Stepien employed the Samuel L. Jackson formula. He stacked the team with white players for the white fans. Stepien made a series of bad player trades that hurt the team’s competitiveness for years. The team played even worse than before. Embarrassingly, the league eventually instituted the “Stepien rule,” forbidding any team from trading its first-round pick in consecutive years. The team also drew even fewer fans. White fans, Stepien learned, did not enjoy watching white players lose anymore than watching black ones lose.
Confused? According to the chair of the Congressional Black Caucus, Emanuel Cleaver, D-Mo., a black president is a problem — for black people: “A white president, frankly, could be pushed a great deal more than we would push President Obama because nobody would accuse him or her of having partiality toward African-Americans. So it’s a tough spot. It also means we still have a long way to go in terms of race relations in this country, and the President has, I think, moved through these troubled waters about as well as any African-American could, becoming the first black president.”
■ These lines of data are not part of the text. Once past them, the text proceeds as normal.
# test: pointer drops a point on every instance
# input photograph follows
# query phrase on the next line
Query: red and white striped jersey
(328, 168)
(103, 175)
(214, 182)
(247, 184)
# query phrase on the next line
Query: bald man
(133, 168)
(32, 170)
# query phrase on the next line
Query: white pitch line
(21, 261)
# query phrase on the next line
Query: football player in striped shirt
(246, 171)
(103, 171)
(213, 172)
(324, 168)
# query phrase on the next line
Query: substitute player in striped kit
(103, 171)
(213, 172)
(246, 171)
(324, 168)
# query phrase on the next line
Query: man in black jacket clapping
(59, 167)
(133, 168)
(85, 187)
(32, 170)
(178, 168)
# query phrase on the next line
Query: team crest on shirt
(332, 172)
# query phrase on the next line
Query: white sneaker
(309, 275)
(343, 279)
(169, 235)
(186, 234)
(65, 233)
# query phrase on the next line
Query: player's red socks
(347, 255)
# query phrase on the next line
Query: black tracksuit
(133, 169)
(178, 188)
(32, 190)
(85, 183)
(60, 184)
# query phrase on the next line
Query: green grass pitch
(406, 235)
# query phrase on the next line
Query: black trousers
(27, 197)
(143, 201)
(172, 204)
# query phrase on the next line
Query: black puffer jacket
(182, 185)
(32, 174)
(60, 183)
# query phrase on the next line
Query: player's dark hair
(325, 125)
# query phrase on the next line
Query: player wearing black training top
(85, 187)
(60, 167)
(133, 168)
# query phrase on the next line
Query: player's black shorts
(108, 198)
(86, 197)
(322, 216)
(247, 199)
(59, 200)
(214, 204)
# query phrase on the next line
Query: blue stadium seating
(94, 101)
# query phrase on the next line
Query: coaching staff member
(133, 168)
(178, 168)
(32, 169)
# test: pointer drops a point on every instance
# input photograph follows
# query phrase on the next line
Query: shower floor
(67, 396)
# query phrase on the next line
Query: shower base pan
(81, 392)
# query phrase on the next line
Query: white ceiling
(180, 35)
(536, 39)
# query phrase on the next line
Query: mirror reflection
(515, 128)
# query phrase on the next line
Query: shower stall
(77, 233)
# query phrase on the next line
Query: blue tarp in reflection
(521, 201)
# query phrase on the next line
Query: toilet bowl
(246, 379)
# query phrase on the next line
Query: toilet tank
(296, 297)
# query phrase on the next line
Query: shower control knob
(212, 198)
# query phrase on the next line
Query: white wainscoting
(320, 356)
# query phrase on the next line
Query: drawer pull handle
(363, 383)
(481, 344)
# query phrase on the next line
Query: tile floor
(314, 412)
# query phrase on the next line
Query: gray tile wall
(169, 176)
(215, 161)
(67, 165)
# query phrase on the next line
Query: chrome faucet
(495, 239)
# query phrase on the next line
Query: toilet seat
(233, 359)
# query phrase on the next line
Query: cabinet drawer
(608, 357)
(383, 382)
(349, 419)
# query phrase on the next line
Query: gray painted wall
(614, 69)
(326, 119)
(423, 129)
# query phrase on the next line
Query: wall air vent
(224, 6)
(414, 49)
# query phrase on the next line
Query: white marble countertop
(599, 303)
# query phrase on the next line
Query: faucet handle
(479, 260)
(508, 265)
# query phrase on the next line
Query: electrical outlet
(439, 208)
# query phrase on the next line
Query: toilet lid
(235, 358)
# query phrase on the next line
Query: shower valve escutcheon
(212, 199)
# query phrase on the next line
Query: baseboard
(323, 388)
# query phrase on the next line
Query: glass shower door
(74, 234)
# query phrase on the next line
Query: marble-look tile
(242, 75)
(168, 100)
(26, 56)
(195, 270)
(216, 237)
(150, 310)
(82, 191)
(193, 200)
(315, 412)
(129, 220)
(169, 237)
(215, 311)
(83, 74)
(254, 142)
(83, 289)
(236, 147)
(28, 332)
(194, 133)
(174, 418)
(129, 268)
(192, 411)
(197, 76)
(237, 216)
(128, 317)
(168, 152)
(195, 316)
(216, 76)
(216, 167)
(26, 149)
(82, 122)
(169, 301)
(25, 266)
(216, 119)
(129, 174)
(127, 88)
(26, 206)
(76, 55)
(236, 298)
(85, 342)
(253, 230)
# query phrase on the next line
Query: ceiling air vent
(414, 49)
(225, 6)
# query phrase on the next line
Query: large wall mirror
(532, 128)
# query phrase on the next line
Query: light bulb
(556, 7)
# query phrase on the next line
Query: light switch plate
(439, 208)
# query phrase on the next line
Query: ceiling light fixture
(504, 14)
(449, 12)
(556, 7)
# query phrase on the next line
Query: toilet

Cleaver says black lawmakers make fewer demands of the Obama administration than they would have under a McCain presidency. To follow Cleaver’s logic, blacks should have voted for McCain because he would not be labeled as preferring blacks — unlike the way a black president would be so labeled.
To sum up, Rep. Cleaver tell us that he expects a black president to do less for blacks than would a white president. And actor Jackson tells us that he votes for blacks just because they are black. This might explain why moviegoers stayed away Jackson’s recent movie, “Snakes on a Plane.”
Why, how could people decide whether to see the film — without knowing the race of the snakes?